Soil-gas radon concentrations and exhalation rates have generally been observed to be anomalously high along active faults in many parts of the world. The soil-gas method is based on the principle that faults and fractures in rocks are highly-permeable pathways along which gases can migrate upward from deep crust and mantle to soil cover, retaining their source signatures. The present study summarizes the influence of fault zones on anomalous radon concentrations in soil by integrated geophysical and geo-structural analyses in three study areas of Central-Northern Calabria (Southern Italy). Soil-gas radon surveys have been carried out by means of an alpha scintillation counting system, at 12,509 locations between 2002 and 2004. A geostatistical approach has been used to estimate the spatial distribution of soil radon concentrations.
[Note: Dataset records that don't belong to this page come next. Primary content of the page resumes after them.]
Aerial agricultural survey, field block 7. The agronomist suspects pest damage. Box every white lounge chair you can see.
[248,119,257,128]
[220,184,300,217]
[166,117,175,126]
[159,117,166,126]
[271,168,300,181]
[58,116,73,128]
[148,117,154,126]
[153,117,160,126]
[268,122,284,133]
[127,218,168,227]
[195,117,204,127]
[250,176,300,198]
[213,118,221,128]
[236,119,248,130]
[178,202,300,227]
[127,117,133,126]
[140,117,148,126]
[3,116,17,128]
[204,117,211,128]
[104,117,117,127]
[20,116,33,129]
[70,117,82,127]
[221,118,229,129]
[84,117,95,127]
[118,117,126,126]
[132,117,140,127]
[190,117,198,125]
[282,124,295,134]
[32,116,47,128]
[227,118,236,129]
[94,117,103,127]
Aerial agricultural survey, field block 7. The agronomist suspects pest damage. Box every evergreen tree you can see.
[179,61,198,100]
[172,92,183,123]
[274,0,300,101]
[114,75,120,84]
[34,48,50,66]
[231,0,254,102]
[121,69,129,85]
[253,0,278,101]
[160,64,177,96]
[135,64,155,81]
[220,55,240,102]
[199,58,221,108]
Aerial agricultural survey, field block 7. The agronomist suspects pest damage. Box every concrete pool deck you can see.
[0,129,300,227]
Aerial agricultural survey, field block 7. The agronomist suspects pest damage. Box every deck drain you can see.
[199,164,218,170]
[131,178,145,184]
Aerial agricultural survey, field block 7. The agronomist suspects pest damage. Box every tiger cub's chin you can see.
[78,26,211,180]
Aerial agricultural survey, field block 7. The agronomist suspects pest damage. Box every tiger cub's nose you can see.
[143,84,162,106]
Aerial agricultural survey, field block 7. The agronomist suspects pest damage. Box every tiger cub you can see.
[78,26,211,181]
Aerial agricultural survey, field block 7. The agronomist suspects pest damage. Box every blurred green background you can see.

Relations among soil-gas distribution and geo-structural features have been evaluated by ordinary multi-Gaussian kriging. Highest soil radon concentrations (ca. 90 kBq m-3) have been measured in the Rossanese sector. In the three study areas, no appreciable differences can be noticed among lithotypes, with the highest concentration values (ca. 89 kBq m-3) measured in alluvial deposit and in clay. Measurements of soil-gas radon reveal anomalies clearly connected to the tectonic structures. Increased signals are linearly distributed along regional WNW-ESE trending shear zones, with main pathways of concentration also recognizable along the E-W fault system in the Rossanese sector, the N-S fault system in the Crati Graben and the Catanzaro Trough, and the NE-SW fault system in the Catanzaro Trough. The distribution of epicentres of historical earthquakes occurred between 1184 and 2001 confirms the recent activity of the same fault systems. Soil-gas radon concentrations generally increase, as expected, with decreasing distance to the faults.